Três arcos podem simbolizar o sentido das homenagens desta manhã: um arco etário (da criança ao idoso, Zilda Arns); um arco sobre o milagre da vida (da vida humana à vida do meio ambiente, Roberto Anselmo Kautsky e Sebastião Francisco Tótola); um arco sobre a ação humana para a edificação do mundo (da ação individual àquela que se desenvolve em conjunto (SECRI).

Todas as homenagens estão centradas na figura de Dom Luis Gonzaga Fernandes, o inspirador post mortem do Prêmio, a senha para a construção de uma sociedade nova, estruturada em valores de Justiça, Fraternidade, Paz. O Prêmio Dom Luis Gonzaga Fernandes não é um prêmio confessional. Embora tenha o nome de um bispo, trata-se de um bispo ecumênico que sempre manteve relações fraternas e de diálogo com as mais diversas confissões religiosas e, também, com pessoas, grupos e instituições do mundo laico, acima de definições ou rótulos.
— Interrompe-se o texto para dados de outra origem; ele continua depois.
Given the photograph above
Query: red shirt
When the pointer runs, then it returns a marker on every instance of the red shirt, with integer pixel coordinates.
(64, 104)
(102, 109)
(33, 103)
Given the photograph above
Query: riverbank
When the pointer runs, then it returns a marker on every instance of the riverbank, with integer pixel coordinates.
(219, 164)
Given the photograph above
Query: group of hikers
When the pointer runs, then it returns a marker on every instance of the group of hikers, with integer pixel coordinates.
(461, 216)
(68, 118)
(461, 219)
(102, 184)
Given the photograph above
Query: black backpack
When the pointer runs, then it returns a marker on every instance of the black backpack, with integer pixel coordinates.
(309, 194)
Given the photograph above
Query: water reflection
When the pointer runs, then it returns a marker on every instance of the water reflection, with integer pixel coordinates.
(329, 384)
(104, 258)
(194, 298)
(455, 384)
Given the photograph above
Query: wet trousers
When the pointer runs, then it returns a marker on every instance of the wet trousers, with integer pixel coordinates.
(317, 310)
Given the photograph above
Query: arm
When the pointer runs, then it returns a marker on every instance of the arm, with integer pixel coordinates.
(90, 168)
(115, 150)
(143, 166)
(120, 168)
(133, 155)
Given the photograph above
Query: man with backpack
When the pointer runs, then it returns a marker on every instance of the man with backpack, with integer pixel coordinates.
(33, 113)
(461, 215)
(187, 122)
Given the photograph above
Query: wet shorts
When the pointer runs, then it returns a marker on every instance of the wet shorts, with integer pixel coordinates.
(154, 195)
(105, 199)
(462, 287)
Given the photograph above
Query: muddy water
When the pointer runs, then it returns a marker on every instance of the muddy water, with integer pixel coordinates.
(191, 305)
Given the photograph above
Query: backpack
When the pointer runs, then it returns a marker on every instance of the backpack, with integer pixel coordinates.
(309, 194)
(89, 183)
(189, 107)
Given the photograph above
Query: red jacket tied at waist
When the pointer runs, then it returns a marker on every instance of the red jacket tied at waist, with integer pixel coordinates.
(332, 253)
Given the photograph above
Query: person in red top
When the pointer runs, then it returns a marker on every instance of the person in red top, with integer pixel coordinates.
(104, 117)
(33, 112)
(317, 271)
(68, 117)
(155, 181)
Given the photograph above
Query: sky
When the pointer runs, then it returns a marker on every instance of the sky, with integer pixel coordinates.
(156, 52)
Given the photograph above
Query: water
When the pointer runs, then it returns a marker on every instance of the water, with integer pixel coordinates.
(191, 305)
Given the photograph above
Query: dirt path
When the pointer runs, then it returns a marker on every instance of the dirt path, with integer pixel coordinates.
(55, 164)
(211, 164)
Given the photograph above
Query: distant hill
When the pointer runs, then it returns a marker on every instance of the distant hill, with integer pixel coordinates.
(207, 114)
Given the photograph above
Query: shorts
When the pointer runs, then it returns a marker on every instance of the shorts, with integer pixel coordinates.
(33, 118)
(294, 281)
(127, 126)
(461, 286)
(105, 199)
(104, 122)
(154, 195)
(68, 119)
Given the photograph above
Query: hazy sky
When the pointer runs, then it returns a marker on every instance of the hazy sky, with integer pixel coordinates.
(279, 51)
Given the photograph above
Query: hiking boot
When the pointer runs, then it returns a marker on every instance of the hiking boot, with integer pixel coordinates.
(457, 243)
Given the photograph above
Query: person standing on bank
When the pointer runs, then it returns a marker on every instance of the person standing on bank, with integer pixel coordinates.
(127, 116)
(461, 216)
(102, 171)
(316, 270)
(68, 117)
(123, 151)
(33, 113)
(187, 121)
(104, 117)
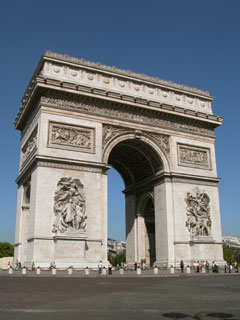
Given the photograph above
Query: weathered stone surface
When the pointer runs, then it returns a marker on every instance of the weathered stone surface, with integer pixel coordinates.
(82, 118)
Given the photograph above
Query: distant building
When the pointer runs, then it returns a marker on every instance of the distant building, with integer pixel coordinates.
(232, 241)
(115, 246)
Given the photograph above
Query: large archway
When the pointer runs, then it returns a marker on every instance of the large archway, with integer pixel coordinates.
(77, 120)
(138, 163)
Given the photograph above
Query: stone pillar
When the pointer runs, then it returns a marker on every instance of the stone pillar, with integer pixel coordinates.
(141, 233)
(18, 229)
(131, 232)
(104, 218)
(164, 230)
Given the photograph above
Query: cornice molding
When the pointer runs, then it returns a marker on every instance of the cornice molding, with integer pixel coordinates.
(126, 73)
(96, 80)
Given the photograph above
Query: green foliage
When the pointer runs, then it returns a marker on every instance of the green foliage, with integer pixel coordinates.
(6, 249)
(231, 254)
(118, 259)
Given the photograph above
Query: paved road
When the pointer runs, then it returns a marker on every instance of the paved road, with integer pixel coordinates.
(152, 297)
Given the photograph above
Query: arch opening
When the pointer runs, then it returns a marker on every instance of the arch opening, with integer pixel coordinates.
(135, 160)
(138, 163)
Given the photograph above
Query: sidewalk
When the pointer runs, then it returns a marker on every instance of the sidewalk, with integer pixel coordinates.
(115, 273)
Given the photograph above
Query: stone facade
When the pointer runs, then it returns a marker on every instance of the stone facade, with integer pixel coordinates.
(77, 120)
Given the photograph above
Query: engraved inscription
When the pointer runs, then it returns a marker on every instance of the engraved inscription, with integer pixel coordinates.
(71, 137)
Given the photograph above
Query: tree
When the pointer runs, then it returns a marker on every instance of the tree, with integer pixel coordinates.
(6, 249)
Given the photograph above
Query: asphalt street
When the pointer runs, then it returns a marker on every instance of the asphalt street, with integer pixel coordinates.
(208, 296)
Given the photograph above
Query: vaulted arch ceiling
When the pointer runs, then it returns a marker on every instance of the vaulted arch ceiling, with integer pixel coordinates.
(134, 160)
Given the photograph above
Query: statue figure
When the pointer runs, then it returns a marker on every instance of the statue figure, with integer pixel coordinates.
(69, 206)
(198, 214)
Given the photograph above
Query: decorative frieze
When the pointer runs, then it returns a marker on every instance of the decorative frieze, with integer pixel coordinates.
(198, 214)
(109, 132)
(161, 140)
(124, 113)
(29, 147)
(193, 156)
(69, 206)
(71, 137)
(159, 90)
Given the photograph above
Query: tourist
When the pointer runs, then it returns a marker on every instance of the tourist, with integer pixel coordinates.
(213, 267)
(207, 266)
(182, 266)
(198, 266)
(100, 267)
(236, 266)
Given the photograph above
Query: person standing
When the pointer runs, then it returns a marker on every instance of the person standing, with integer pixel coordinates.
(182, 266)
(109, 268)
(100, 267)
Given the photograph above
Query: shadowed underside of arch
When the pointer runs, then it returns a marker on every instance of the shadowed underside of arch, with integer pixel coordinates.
(135, 161)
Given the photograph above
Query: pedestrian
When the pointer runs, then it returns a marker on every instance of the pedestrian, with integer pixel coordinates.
(100, 267)
(109, 268)
(182, 266)
(207, 266)
(198, 266)
(213, 267)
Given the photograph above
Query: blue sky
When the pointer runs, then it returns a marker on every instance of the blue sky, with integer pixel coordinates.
(195, 43)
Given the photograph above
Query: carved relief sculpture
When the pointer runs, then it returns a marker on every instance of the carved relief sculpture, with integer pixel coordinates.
(72, 137)
(198, 214)
(109, 132)
(163, 141)
(69, 206)
(29, 147)
(194, 156)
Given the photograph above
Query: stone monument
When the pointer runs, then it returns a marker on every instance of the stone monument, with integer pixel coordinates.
(77, 120)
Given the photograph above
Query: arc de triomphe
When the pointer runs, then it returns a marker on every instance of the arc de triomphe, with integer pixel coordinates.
(77, 120)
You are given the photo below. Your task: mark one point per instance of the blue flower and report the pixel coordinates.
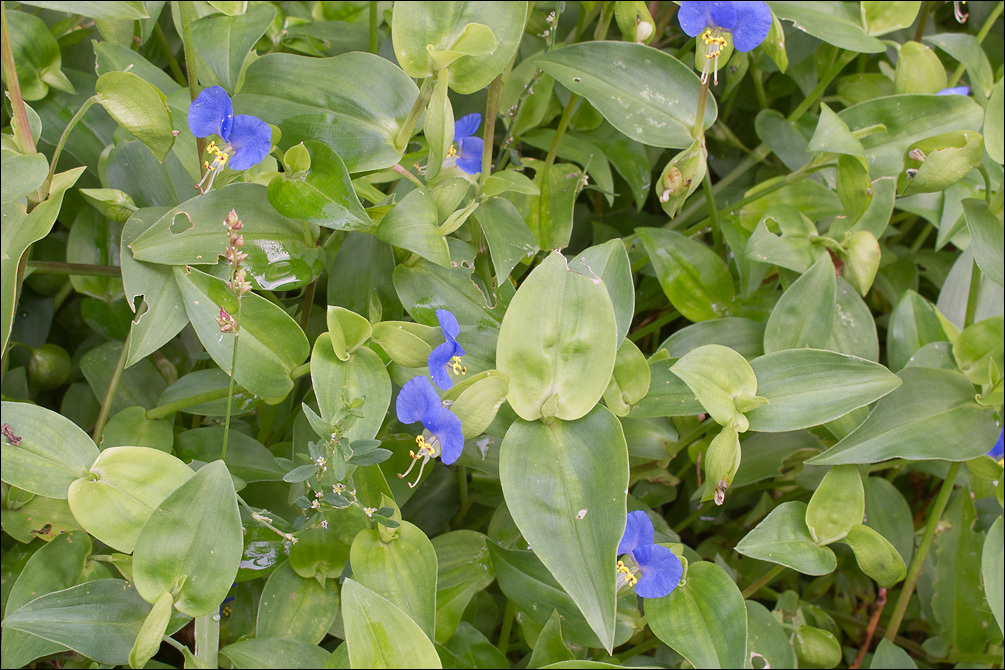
(246, 140)
(658, 569)
(448, 354)
(468, 157)
(748, 22)
(997, 452)
(418, 402)
(955, 90)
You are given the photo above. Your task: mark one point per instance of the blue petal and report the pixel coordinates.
(659, 569)
(998, 451)
(638, 532)
(445, 427)
(251, 139)
(955, 90)
(448, 323)
(466, 126)
(469, 160)
(694, 17)
(211, 114)
(416, 398)
(438, 361)
(753, 24)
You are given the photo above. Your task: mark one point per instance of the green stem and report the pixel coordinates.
(176, 69)
(20, 119)
(508, 617)
(763, 581)
(918, 562)
(185, 18)
(110, 394)
(408, 126)
(560, 132)
(717, 231)
(65, 134)
(373, 27)
(975, 290)
(491, 113)
(985, 29)
(207, 638)
(78, 269)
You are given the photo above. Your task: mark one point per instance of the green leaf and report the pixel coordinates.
(557, 343)
(988, 237)
(835, 24)
(767, 638)
(629, 84)
(191, 545)
(338, 383)
(412, 225)
(482, 38)
(99, 620)
(463, 569)
(23, 173)
(140, 107)
(403, 571)
(994, 127)
(836, 505)
(355, 103)
(932, 415)
(526, 581)
(609, 261)
(510, 240)
(275, 653)
(19, 229)
(992, 564)
(295, 608)
(51, 454)
(806, 387)
(380, 635)
(905, 120)
(271, 344)
(704, 620)
(225, 41)
(888, 655)
(722, 380)
(875, 555)
(56, 566)
(122, 488)
(575, 524)
(324, 195)
(280, 257)
(783, 538)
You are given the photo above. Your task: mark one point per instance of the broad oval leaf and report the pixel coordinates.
(557, 343)
(271, 343)
(192, 543)
(647, 94)
(933, 415)
(51, 452)
(120, 491)
(782, 537)
(379, 635)
(279, 256)
(565, 484)
(696, 281)
(704, 620)
(806, 387)
(403, 571)
(355, 103)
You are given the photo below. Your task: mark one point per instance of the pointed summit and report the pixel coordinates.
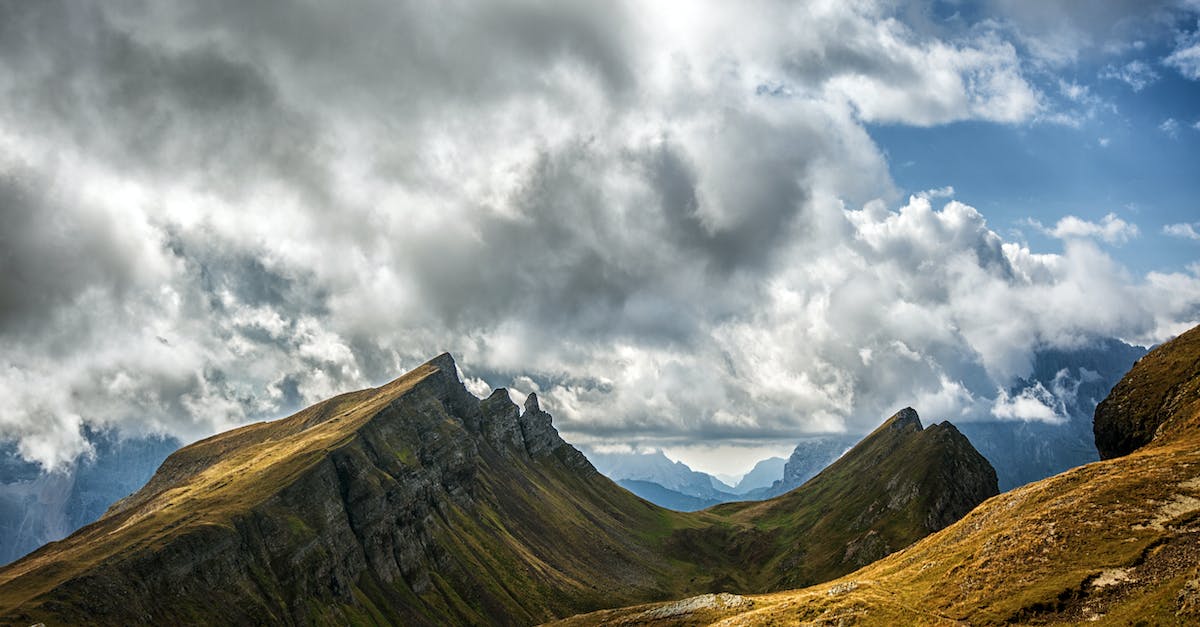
(532, 402)
(444, 363)
(905, 418)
O cenário da entrega do Prêmio deve ser sempre este: o Salão São Thiago do Palácio Anchieta. O Palácio Anchieta tem história. Foi - em sua origem - casa de fomento da educação, cultura, humanidade e elevação do espírito a Deus. Agora, com sua restauração e abertura para eventos culturais e cívicos, retoma sua nobre destinação. Não há, pois, espaço mais digno para a entrega do Prêmio Dom Luis Gonzaga Fernandes do que este Palácio, que abriga e reverencia ossos do Padre José de Anchieta.

Perenidade do Prêmio - Para falar sobre este ponto, o mais indicado é que seja uma pessoa da sociedade civil, como é meu caso, e não alguém do Governo. Se alguém do Governo fala que o prêmio deve continuar, este apelo pode parecer um gesto de vaidade. Se o Governador, por exemplo, fala isto, pode ser interpretado que, na sua fala, o que ele quer, realmente é que uma iniciativa dele prossiga.

Assim, como membro da sociedade civil e com a certeza de que interpreto os sentimentos da sociedade civil, proclamo: a entrega anual do Prêmio Dom Luis Gonzaga Fernandes não é obra de Governo, não é obra de um Governo, muito menos, não pertence ao Governador Paulo Hartung, é política de Estado.

De poucos prêmios sabemos quem foi o criador: o Nobel (Alfred Nobel), o Pulitzer (Joseph Pulitzer) são exceções. Mesmo prêmios famosos são concedidos anualmente, sem que se tenha notícia de seus idealizadores: Grande Prêmio do Cinema Brasileiro, Prêmio Sanitarista do Brasil, Prêmio Grammy, Prêmio Goncourt, Prêmio Roquette Pinto, Prêmio Juca Pato, Prêmio Jabuti, Prêmio Dom Hélder Câmara.

Os governos passam, o Estado permanece. A outorga do Prêmio Dom Luis deve, doravante, integrar o calendário cívico do nosso Estado, pelos tempos que virão. É um prêmio destinado a ser perene e ecumênico, é um prêmio pedagógico, que engrandece o Espírito Santo.